What does "serve traffic continuously" means? I'm asking because my WAR will not serve traffic continuously but it will need to "stay up" all the time because of caching.
Also, for flexible, I saw the following pricing:
vCPU per core hour $0.0526
Memory per GB hour $0.0071
Persistent disk per GB per month $0.0400
Does the above means I should multiply each with *24*31 (month of uptime) in order to understand how much I'm going to pay?
For example:
2CPU = 0.0526 * 2 (cpus) * 24 (hours) * 31 (days in a month) = $78
2GB = 0.0071 * 2 (gb) * 24 (hours) * 31 (days in a month) = $10
1GB(disk) = 0.04 * 1 (month) = $0.04
A general question: Does Google cloud also serves a VPS-like computer where the user (me) can install what he wants?
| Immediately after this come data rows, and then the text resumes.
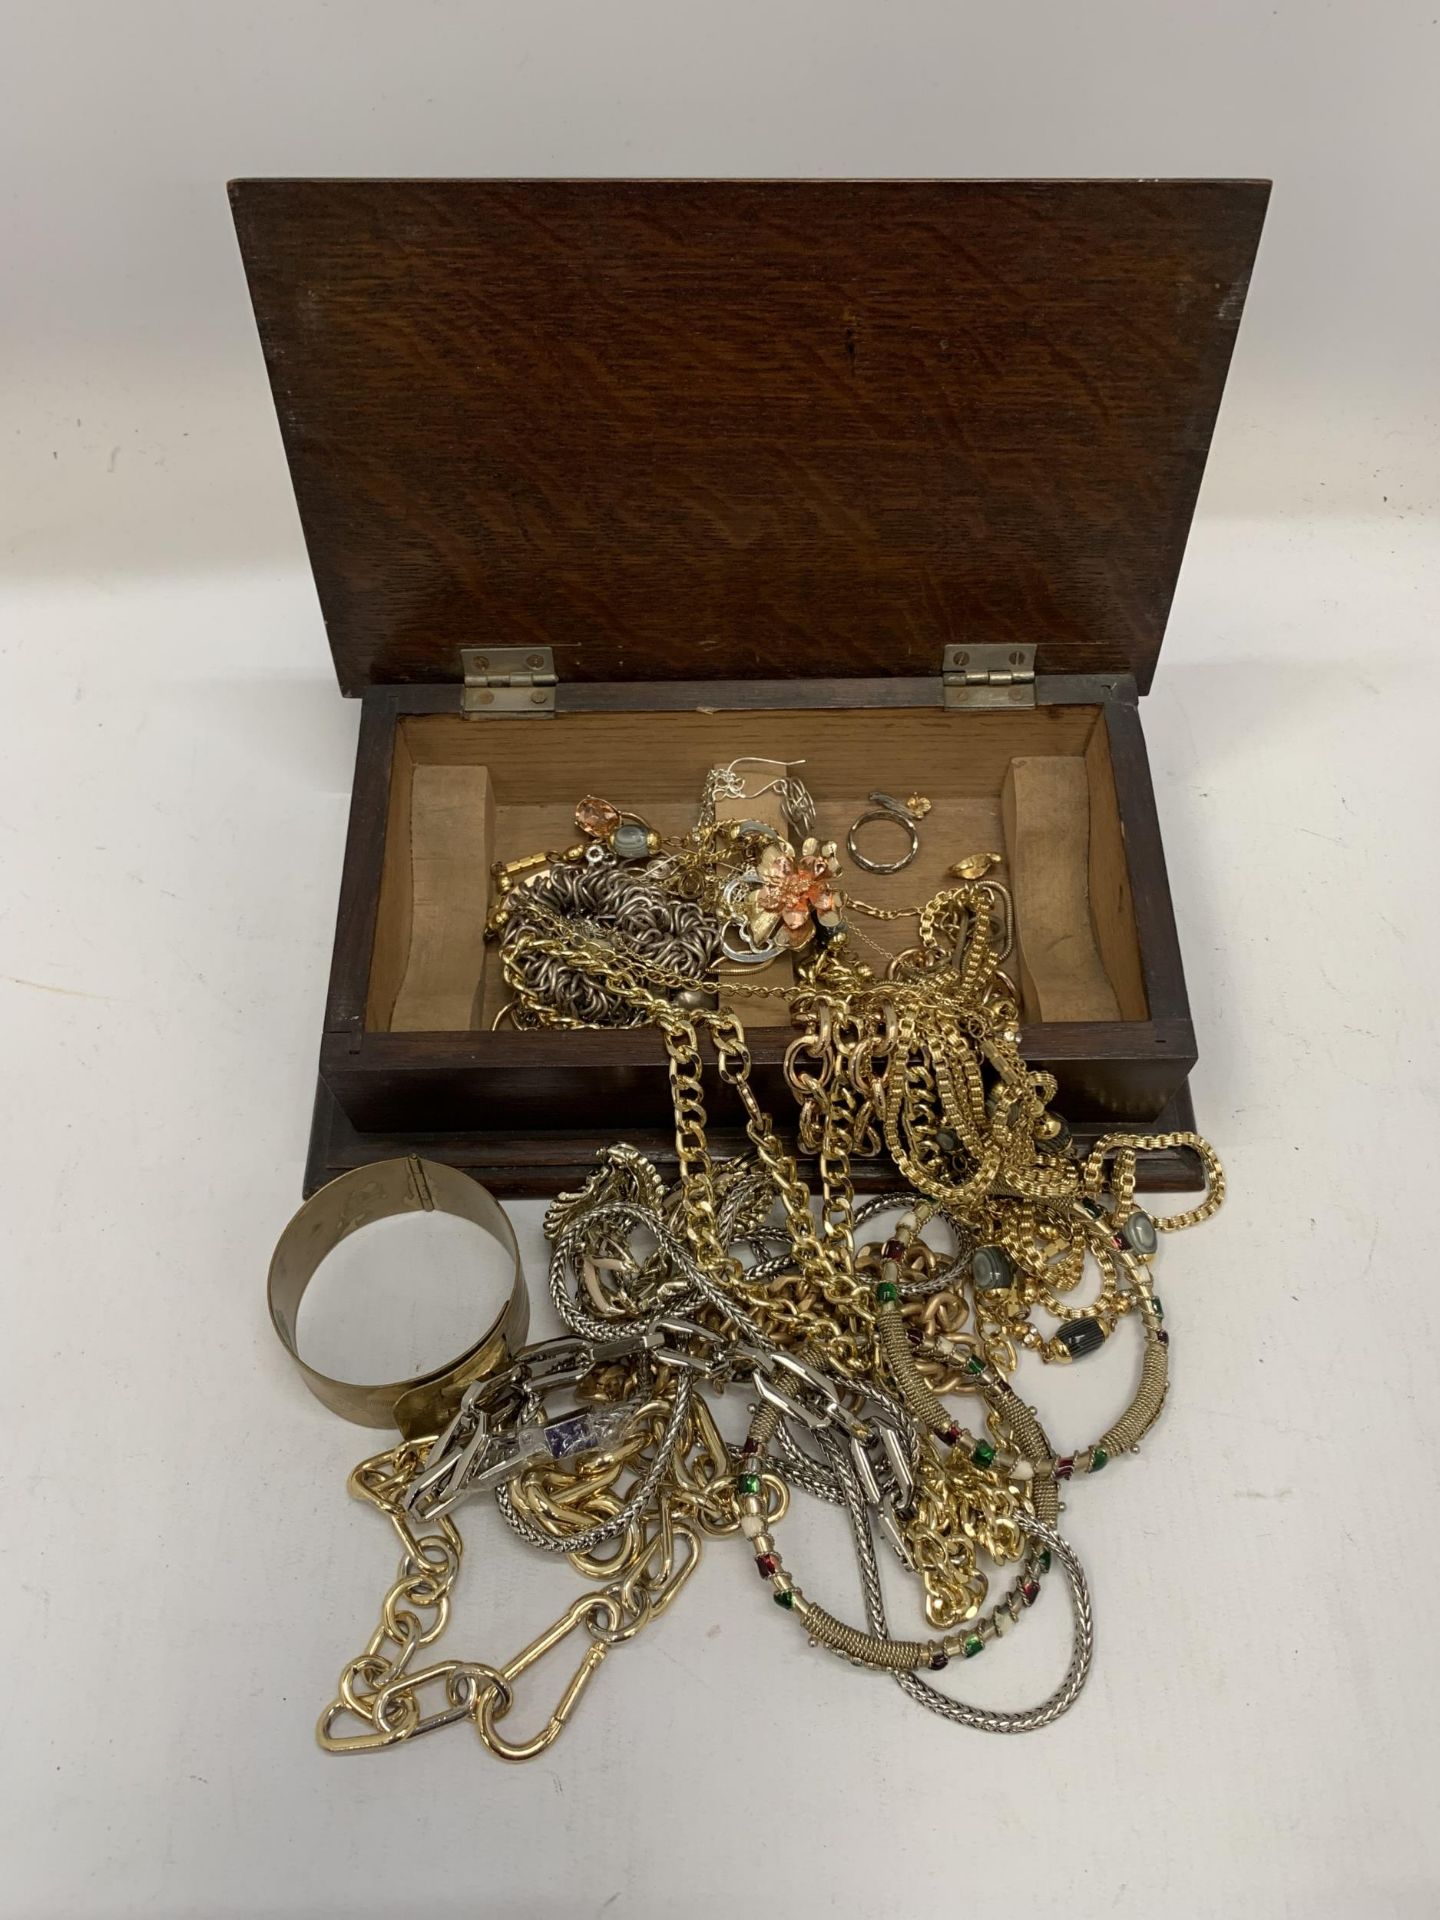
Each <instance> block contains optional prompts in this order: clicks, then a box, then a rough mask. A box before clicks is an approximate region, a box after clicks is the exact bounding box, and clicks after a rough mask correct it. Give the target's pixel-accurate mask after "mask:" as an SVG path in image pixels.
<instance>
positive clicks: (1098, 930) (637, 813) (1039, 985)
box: [367, 705, 1148, 1033]
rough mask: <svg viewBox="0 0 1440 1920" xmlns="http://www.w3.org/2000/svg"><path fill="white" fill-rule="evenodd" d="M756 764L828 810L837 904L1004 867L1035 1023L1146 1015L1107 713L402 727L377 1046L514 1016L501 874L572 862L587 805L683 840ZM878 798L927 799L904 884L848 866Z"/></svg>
mask: <svg viewBox="0 0 1440 1920" xmlns="http://www.w3.org/2000/svg"><path fill="white" fill-rule="evenodd" d="M741 755H753V756H766V758H776V760H787V762H791V764H793V766H795V770H797V772H799V774H801V778H803V780H804V783H806V785H808V789H810V793H812V795H814V799H816V810H818V824H816V833H818V835H820V837H822V839H835V841H837V843H839V847H841V860H843V864H845V868H843V874H841V887H843V889H845V891H847V893H852V895H858V897H860V899H862V900H868V902H874V904H876V906H885V908H900V906H924V902H925V900H927V899H929V897H931V895H933V893H937V891H939V889H941V887H943V885H947V868H950V866H952V864H954V862H956V860H962V858H964V856H968V854H975V852H1000V854H1002V864H1000V866H998V868H996V870H995V872H993V876H991V877H996V879H1000V881H1004V883H1006V885H1008V887H1010V889H1012V893H1014V908H1016V952H1014V954H1012V958H1010V962H1008V964H1006V972H1008V973H1010V977H1012V979H1014V981H1016V985H1018V989H1020V993H1021V1016H1023V1020H1025V1021H1043V1020H1044V1021H1066V1020H1137V1021H1139V1020H1146V1018H1148V1008H1146V993H1144V972H1142V956H1140V948H1139V939H1137V931H1135V912H1133V900H1131V876H1129V868H1127V860H1125V835H1123V824H1121V816H1119V808H1117V803H1116V787H1114V778H1112V768H1110V751H1108V739H1106V726H1104V712H1102V708H1098V707H1044V705H1041V707H1037V708H1033V710H1002V712H943V710H929V708H927V710H914V708H883V710H879V708H876V710H870V708H866V710H789V712H705V710H691V712H593V714H559V716H555V718H545V720H497V718H480V720H468V718H465V716H461V714H409V716H403V718H401V720H399V724H397V733H396V749H394V760H392V781H390V810H388V826H386V849H384V872H382V883H380V900H378V914H376V933H374V948H372V956H371V983H369V996H367V1031H378V1033H386V1031H470V1033H472V1031H488V1029H490V1027H492V1025H493V1021H495V1020H497V1018H501V1016H503V1010H505V1002H507V995H505V981H503V977H501V972H499V964H497V958H495V947H493V943H484V939H482V933H480V929H482V924H484V912H486V906H488V900H490V889H492V881H490V866H492V862H493V860H516V858H522V856H526V854H534V852H538V851H541V849H547V851H559V849H564V847H572V845H576V841H578V839H580V835H578V833H576V828H574V804H576V801H578V799H580V797H582V795H586V793H597V795H603V797H605V799H609V801H612V803H614V804H616V806H622V808H628V810H634V812H636V814H639V816H643V818H645V820H647V822H649V824H651V826H653V828H655V829H657V831H659V833H662V835H672V833H684V831H685V829H687V828H691V826H693V824H695V816H697V808H699V797H701V787H703V783H705V776H707V772H708V768H710V766H716V764H724V762H730V760H735V758H737V756H741ZM440 770H449V772H444V774H442V772H440ZM751 772H755V770H751ZM756 778H764V776H762V774H760V776H756ZM874 789H883V791H887V793H893V795H897V797H900V799H904V797H906V795H910V793H922V795H925V797H927V799H929V801H931V810H929V812H927V814H925V818H924V820H922V822H920V852H918V856H916V858H914V860H912V862H910V864H908V866H906V868H904V870H902V872H899V874H868V872H862V870H858V868H854V864H852V862H851V860H849V858H847V854H845V835H847V829H849V828H851V824H852V822H854V820H856V818H858V814H860V812H864V810H866V806H868V804H870V801H868V795H870V793H872V791H874ZM870 835H874V839H872V837H870ZM860 847H862V849H864V851H866V852H872V856H874V858H893V856H895V854H897V852H899V851H902V847H904V841H902V835H900V833H899V831H897V829H891V828H885V826H879V828H874V829H866V837H862V839H860ZM849 920H851V925H852V927H854V929H856V939H858V947H860V952H862V954H864V958H868V960H872V962H874V964H877V966H879V964H881V962H883V960H887V958H889V956H893V954H895V952H899V950H900V948H904V947H908V945H912V941H914V920H893V922H885V920H872V918H868V916H864V914H858V912H851V914H849ZM762 1004H764V1002H749V1006H751V1008H758V1006H762ZM436 1010H440V1012H436ZM747 1018H749V1014H747ZM780 1018H783V1010H780Z"/></svg>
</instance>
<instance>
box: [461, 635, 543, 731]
mask: <svg viewBox="0 0 1440 1920" xmlns="http://www.w3.org/2000/svg"><path fill="white" fill-rule="evenodd" d="M461 672H463V674H465V691H463V693H461V712H463V714H468V716H470V718H472V720H478V718H480V716H482V714H495V716H516V714H520V716H524V714H532V716H534V718H540V716H541V714H553V712H555V655H553V653H551V651H549V647H461Z"/></svg>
If so, where can I read about it?
Only you can do your capacity planning. Make a rough, order of magnitude guess for the resource consumption expected. Estimate based on observations of this app in use. Set a spending limit on the project to be sure going over budget is not a surprisingly large bill.
For standard environment the scaling unit is a container, for flexible environment the scaling unit is a VM instance. Just as it says, flexible has at least one (billable) instance running all the time, because it takes too long to auto scale from zero. Your capacity planning process helps determine which of these is appropriate and how many you need.
GCP App Engine is a managed service that assumes you do not want a shell. While you can get a shell on a flexible environment instance, you also can abandon App Engine and run your own environment on unmanaged Google Compute Engine instances.